Enhanced performance of TENG through graphene oxide and transition layer coupling: Achieving green energy harvesting and powering wearable devices

Abstract

Triboelectric nanogenerators (TENGs) offer a novel approach to harvesting green energy due to their simple structure, low manufacturing cost, and suitability for collecting low-frequency mechanical energy. Previous research has primarily focused on the impact of single factors on the electrical output of TENGs, such as the generation, storage, or loss of triboelectric charges. In this study, we enhanced the generation of triboelectric charges by introducing graphene oxide (GO) and reduced charge loss through a Polyimide (PI) film as a transition layer.
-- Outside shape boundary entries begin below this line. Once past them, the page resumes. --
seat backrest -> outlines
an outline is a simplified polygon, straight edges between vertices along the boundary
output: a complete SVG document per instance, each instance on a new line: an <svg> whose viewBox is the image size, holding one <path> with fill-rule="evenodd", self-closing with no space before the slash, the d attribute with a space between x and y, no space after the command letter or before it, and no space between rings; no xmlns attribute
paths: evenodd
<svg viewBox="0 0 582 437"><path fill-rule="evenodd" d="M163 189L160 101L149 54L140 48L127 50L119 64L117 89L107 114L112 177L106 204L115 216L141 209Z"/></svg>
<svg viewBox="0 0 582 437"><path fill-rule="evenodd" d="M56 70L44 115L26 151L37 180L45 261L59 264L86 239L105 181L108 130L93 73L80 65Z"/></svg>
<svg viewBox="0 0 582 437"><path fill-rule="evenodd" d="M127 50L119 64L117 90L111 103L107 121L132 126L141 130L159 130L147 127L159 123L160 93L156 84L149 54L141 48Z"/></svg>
By combining both, we maximized the electrical output performance of the TENG. The I_SC, V_OC and charge of the optimized TL-TENG are 33.23 μA, 318.52 V and 152.03 nC, respectively, with a maximum output power of 2.6 W/m². The results indicate that the performance enhancement from the transition layer exceeded that of GO alone, possibly because it reduced the electron drift rate by 97.37%. Additionally, the TL-TENG demonstrated excellent mechanical durability, with I_SC decrease of only 2.25% after 5×10⁴ contact-separation cycles. The device also showed effective metal anti-corrosion properties and could harvest energy from mechanical vibrations and human motion, powering at least 107 LEDs and supporting small electronic devices such as digital watches. The outcomes of this study hold promise for providing reliable energy sources for wearable devices and offer theoretical guidance for designing high performance TENGs.